Certain features correlated highly with having a felony record: being male, having hazel eyes, minor offenses beyond traffic tickets, and tattoos. Another was being light-skinned. Eighty-nine percent of Kentucky's residents and 74 percent of its inmates are white. Adler wanted to see how many felons he could identify if the fact of the felony record was hidden.
The accuracy of the software depends on the number of false positives one is willing to tolerate, a range that Adler calls the "anarchy to tyranny" spectrum. At its most aggressive, his program can correctly identify all 51,246 felons while misidentifying 2,220 non-felons, numbers an iron-fisted ruler could live with. At a more lenient setting, it can correctly identify 37,842 felons while misidentifying 152 non-felons -- a smaller number of false positives, but still far from perfect.
"If we can do this smarter and faster and the right way, then certainly, especially when it revolves around gun violence and gang violence, it could be a useful tool," said Bruce Ferrell, a retired homicide and gang investigator with the Omaha Police Department and now president of the National Alliance of Gang Investigators' Associations.
The real test of Adler's algorithm will be when it's used with other states' data and modified to include their defendants' information. He doesn't plan to do that since he no longer has access to Intelius's data.
The use of physical characteristics such as hair, eye and skin color to predict future crimes would raise "giant red privacy flags" since they are a proxy for race and could reinforce discriminatory practices in hiring, lending or law enforcement, said Chi Chi Wu, staff attorney at the National Consumer Law Center.
And even though Adler's software is described as a research project, Wu says it isn't farfetched for the background-check industry, which has more than 3,600 companies, to begin offering this type of service.
"These companies are always looking for new markets and they're very competitive," she said. "It wouldn't be surprising if one of them tried to sell this as an add-on product."
First Advantage, which performs more than 23 million background checks annually and is owned by Palo Alto, California-based private equity firm Symphony Technology Group, declined to comment.
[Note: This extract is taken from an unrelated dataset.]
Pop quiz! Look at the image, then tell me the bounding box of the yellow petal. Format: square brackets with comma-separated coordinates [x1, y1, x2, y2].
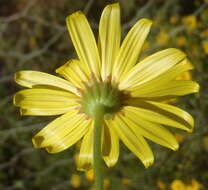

Altegrity, the Falls Church, Virginia-based company that provides more than 12 million checks per year through its HireRight and Kroll divisions, also did not comment.
"This is where this kind of technology is going," said Adler. "This is dangerous territory, where false positives lead to tyrannical government abuse of the innocent. But the allure is that such technology might tip off the authorities to the likes of Snowden, the Boston bombers or the mass murderers that hit Newtown and Aurora."
Driven by security fears and an improving economy, the background-check industry is expected to grow to $4.5 billion by 2018, according to researcher IBISWorld. Background checks in the U.S. are covered under the Fair Credit Reporting Act, so employers would have to notify job applicants if they were rejected because of a predictive model.
Adler’s work grew out of a new service that Intelius’s parent company, Inome Inc., has developed to match its public records with private databases maintained by banks, retailers, political candidates, police departments and other entities for risk assessment and other predictive uses. There are no plans to use felony prediction, but elements of the concept are being incorporated as part of the service, said Niraj Shah, the company’s co-founder.
Adler’s research convinced executives of the untapped power of using predictive techniques on demographic data, Shah said.
"If you can start to predict intent - for crime, for retail, for politics, for business, for commerce - it’s powerful," Shah said in an interview. "There’s so much opportunity when you know one’s intent."